Newts in the news: A major step forward for district licensing

Posted by: , Posted on: - Categories: Protected sites and species

Mel Hughes is our national Director of Change & Reform. Following the announcement of funding for a national roll-out of district licensing, she reflects on the benefits this will have on great crested newt conservation.

What an important couple of weeks it has been for protected species. Last week, the Government announced its intention to fund a nationwide roll-out of district level great crested newt licensing.
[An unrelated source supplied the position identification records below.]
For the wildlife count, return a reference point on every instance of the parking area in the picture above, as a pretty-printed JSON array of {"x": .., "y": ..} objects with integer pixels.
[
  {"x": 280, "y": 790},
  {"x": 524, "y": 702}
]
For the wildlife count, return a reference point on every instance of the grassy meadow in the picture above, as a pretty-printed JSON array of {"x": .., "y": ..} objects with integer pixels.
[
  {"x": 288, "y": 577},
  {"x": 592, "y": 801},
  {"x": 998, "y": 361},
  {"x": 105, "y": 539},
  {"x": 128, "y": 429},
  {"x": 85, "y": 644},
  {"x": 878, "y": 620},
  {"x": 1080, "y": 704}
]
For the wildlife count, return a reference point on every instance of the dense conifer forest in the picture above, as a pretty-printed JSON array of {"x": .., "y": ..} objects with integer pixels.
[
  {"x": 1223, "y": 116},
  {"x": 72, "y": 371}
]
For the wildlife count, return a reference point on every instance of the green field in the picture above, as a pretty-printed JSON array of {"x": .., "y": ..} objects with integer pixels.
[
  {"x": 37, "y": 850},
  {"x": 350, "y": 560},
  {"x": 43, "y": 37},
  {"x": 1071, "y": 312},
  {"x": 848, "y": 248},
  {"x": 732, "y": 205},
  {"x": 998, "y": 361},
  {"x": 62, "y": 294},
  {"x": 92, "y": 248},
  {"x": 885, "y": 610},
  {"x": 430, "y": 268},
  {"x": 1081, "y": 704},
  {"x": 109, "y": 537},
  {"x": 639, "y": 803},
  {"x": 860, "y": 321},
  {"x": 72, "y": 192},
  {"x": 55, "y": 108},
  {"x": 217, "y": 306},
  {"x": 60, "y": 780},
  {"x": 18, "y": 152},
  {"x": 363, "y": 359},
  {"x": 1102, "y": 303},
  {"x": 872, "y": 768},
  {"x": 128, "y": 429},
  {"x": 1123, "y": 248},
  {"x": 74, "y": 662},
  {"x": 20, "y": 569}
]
This is a huge testament to the success of our pilot project in Surrey, the culmination of months of effort by Natural England, and great partnership work with Woking Borough Council.

The new strategic approach involves building up a picture of great crested newt abundance, distribution and, habitat condition at district level and assessing the impacts on great crested newt from all planned development in the district over the whole local plan period. A key benefit of the approach for newts is that it creates a much more open choice of where to put compensatory habitat - maximising the opportunity to best strengthen, extend or link up existing populations. As well as improving long-term conservation outcomes for great crested newt, the approach will radically reduce delays, costs and uncertainty for developers including home builders.
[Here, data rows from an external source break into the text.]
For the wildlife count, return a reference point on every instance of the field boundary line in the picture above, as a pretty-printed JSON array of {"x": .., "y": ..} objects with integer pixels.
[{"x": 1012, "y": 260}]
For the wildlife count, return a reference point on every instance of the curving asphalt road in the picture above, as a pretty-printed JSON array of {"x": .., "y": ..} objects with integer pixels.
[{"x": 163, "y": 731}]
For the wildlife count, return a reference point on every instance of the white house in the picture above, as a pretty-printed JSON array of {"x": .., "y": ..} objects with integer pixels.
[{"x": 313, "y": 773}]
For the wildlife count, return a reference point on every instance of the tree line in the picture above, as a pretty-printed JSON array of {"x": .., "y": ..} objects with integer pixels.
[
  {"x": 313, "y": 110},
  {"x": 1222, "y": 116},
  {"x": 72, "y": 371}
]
The charismatic great crested newt. Credit - Michael Hammett

We predict that the programme will see £25M invested in maximising and providing habitat for the great crested newt, over the next ten years. This is probably the biggest single financial boost ever secured for a protected species in England. I don’t know of any other funding decision for a single wild species anywhere near this scale. And, just as significant, is the creation of a renewed approach to species protection. More importantly, it is supported by builders and local councils, and which, I am convinced, marks the beginning of a change in the widely held belief that these charismatic creatures are simply a liability to avoid.

There is always a tendency for the issue to be portrayed as newts versus builders . Perhaps that’s how it feels sometimes, but it really needn’t be like that. One of my most memorable journeys into work last year was hearing John Humphrys on the Today programme saying that new licensing policies could actually be a win-win! District licensing will cut out a lot of the ‘process’- saving a huge amount of cost and delay for builders, as well as helping people get the homes they need – but it’s also increasing the extent and quality of newt habitats. The dream really is coming true.

Last weekend, my Natural England colleague Rob Cameron, spoke at an annual national gathering of herpetologists – at which he was given a thorough grilling about district licensing! Amphibian recorders embody the spirit of the volunteer conservation movement and we hugely value their input, which will undoubtedly make district licensing even better for newts. But whilst there were some clear concerns about this new approach from the herpetological community, there was also widespread support.

One of the speakers at the herpetologist’s conference, quoted from our Chairman, Andew Sells’ enthusiastic letter to The Times about district licensing, concluding that ‘they’re keen - even at the top’. Well, that’s true too. Indeed, Andrew went to Woking yesterday, to see for himself the newt habitat improvements that are being put in place - and to thank Woking Borough Council, face-to–face, for the incredible job they have done in helping us to get to where we are today.

Andrew Sells out with Woking Borough Council yesterday visiting the newt habitat improvements

But let’s not stop here. Let’s be ambitious in how we build on this. Last November, one hundred representatives from across the industrial, planning authority and ecology sectors came together, to give support to a wider net-gain approach for biodiversity and people. This level of support has the potential to make the targets (such as the 300,000 hectares of net gain) that the Ecosystem Markets Task Force estimated back in 2013 a reality. We are looking forward to making some bold steps together in 2017 – towards achieving greater outcomes for both people and nature.